In its most advanced stages, rosacea may cause nobs to form on the skin and benign lesions and scarifications. This is relatively rare, as rosacea must be very advanced to progress to this stage. It is mostly long-lived individuals that see this develop, and usually only if they exhibited rosacea much earlier than most or if they were subject to many of the factors that can contribute to the development of rosacea.

Rosacea, rarely, may cause issues in the eyes, specifically with the retinas. If this should occur, loss of vision is likely.

How serious is Rosacea?

Rosacea is almost purely an aesthetic condition. Cases in which it becomes more than aesthetic are quite rare. That said, rosacea, being aesthetic, can be demoralizing for individuals that find it an unwanted addition to their faces.

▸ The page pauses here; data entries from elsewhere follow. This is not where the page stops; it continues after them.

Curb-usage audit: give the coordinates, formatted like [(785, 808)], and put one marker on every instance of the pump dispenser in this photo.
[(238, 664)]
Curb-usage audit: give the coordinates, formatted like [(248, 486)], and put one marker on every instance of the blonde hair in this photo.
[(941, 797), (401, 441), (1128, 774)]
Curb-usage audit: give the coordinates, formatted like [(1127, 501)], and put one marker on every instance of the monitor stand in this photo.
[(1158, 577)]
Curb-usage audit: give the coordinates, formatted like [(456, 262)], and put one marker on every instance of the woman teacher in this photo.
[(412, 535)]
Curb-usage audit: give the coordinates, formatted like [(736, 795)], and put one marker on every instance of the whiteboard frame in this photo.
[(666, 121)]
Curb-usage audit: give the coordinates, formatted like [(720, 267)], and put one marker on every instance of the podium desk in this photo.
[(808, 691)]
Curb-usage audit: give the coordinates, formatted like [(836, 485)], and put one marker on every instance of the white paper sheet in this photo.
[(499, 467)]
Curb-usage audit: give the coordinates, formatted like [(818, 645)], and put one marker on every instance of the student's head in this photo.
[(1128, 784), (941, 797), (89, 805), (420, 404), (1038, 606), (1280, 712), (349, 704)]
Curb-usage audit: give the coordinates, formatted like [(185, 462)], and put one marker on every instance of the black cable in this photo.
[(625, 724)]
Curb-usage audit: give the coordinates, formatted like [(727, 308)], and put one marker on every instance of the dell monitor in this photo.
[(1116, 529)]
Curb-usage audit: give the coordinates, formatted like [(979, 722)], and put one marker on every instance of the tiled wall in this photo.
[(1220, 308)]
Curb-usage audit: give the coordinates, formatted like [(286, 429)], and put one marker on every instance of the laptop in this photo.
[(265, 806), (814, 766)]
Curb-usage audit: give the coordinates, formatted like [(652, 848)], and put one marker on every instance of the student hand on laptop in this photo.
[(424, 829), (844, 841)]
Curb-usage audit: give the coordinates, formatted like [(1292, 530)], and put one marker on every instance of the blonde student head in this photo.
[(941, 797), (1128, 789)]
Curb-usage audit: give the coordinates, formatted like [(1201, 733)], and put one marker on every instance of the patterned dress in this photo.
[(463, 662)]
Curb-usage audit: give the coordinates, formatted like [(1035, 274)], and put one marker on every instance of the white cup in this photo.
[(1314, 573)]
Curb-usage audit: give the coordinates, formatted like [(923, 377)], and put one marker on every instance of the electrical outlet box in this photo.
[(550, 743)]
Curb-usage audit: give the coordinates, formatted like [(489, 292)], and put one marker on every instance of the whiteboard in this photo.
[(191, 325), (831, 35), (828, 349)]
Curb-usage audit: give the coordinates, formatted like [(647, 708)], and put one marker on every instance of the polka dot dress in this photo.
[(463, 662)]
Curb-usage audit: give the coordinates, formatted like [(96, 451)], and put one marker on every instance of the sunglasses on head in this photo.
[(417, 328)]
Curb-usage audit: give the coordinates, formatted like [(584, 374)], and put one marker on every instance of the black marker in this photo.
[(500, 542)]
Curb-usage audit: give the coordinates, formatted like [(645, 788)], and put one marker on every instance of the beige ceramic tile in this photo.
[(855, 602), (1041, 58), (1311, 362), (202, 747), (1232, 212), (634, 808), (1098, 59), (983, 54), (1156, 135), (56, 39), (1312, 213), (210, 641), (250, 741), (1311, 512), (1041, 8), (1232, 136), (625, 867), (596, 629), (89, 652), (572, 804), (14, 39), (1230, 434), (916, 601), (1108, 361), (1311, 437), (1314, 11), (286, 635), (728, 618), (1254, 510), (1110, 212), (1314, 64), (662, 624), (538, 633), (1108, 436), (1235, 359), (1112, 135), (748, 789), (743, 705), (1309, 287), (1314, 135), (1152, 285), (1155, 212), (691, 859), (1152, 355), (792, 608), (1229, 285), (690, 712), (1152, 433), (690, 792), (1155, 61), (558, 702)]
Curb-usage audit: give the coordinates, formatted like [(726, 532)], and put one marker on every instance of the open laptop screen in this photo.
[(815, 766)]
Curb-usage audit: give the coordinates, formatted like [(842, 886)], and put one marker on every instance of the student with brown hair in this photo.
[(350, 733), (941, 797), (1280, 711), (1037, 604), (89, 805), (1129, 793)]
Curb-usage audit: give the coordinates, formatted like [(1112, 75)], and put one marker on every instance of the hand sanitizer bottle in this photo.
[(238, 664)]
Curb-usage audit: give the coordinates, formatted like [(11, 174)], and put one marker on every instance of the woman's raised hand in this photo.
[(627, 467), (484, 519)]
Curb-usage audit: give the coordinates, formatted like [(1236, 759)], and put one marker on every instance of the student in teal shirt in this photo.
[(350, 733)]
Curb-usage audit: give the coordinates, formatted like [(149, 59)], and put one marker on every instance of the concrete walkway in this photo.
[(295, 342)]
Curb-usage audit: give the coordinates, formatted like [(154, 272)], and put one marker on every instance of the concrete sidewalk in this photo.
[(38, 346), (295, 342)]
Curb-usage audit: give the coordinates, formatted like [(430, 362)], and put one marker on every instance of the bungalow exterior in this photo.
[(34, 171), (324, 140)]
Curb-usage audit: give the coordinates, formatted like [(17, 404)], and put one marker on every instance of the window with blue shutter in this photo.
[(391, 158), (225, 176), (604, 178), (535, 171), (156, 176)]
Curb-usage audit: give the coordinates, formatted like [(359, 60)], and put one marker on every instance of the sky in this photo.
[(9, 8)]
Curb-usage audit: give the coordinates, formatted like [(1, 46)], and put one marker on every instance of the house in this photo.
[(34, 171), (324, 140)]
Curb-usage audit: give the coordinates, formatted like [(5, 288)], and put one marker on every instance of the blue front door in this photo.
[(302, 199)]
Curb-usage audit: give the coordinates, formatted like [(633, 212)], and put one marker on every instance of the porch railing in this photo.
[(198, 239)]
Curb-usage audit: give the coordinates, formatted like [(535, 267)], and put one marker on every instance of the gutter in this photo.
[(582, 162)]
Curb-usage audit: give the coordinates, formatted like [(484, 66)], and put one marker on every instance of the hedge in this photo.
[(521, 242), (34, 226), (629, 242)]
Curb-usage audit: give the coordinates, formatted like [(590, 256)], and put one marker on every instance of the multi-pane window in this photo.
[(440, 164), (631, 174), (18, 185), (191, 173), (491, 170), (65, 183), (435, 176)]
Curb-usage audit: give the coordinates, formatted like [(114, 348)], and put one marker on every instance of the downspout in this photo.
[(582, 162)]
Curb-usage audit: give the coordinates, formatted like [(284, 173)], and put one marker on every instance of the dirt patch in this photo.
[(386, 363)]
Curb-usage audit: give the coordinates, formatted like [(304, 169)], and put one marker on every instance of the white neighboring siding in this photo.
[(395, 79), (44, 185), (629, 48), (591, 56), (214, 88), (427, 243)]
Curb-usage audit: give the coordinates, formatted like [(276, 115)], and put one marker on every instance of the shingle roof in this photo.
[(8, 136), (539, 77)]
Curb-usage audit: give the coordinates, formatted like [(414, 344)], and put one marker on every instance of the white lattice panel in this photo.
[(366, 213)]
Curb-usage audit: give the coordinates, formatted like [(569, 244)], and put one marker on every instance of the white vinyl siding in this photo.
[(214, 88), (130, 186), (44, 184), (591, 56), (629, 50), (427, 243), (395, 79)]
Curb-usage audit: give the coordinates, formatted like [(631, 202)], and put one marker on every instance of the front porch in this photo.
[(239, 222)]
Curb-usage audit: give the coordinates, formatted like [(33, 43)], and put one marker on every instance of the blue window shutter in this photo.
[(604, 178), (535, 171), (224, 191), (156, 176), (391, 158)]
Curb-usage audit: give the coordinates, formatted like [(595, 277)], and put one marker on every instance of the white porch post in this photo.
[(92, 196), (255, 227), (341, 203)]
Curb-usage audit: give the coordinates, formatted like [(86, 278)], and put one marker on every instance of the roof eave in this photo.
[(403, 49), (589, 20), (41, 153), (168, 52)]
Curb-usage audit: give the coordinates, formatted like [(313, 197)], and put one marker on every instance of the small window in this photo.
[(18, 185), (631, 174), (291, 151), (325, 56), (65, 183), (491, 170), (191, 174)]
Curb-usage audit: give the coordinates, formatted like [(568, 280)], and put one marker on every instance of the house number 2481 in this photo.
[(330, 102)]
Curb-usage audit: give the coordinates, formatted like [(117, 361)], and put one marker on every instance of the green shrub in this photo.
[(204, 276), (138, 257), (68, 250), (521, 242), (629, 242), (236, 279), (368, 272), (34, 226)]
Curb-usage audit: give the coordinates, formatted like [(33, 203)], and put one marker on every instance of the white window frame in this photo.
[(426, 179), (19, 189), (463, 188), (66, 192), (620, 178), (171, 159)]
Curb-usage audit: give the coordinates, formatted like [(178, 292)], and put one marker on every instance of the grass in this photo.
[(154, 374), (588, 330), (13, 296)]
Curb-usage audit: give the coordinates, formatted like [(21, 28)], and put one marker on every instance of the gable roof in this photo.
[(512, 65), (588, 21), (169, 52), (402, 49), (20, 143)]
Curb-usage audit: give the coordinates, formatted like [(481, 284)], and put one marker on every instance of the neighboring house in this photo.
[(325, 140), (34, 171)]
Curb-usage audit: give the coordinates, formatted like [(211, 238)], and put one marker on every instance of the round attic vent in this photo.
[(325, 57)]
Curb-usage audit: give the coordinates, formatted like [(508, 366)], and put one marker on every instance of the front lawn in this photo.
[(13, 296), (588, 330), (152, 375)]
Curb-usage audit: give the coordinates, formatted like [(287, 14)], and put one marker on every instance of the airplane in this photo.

What does Rosacea treatment look like?

There is no real treatment for rosacea. There are many things that can be done to reduce the impact of various rosacea triggers. Sun screen and hats are frequently employed to counteract the rays of the sun, and various stimulants and hot drinks can be avoided with simple changes of habit and shows of willpower. Any pimples or pustules that might arise in the wake of rosacea can be handled with any number of the various acne treatments available. Beyond this, however, there is little that can be done to reverse rosacea itself.

It is suggested that individuals concerned with the spread of their rosacea document it and keep a journal of habits and spread, such that they can determine what causes their rosacea to flare up, and thus avoid those behaviors in the future.

How do I know if I have Rosacea?

Rosacea is quite distinct, and is usually easily identifiable as such. There is no single test for rosacea, although it is posible to determine what specific individuals in a person’s system are contributing to a confirmed case of rosacea. Any questions regarding a case or potential case of rosacea should be routed through a medical professional.

How many types of Rosacea conditions are there?

Rosacea is not a single condition, but rather a host of conditions all with their own separate nuances. Some are more harmful than others. This overview only covers basic rosacea, the symptoms of which are shared with all other forms.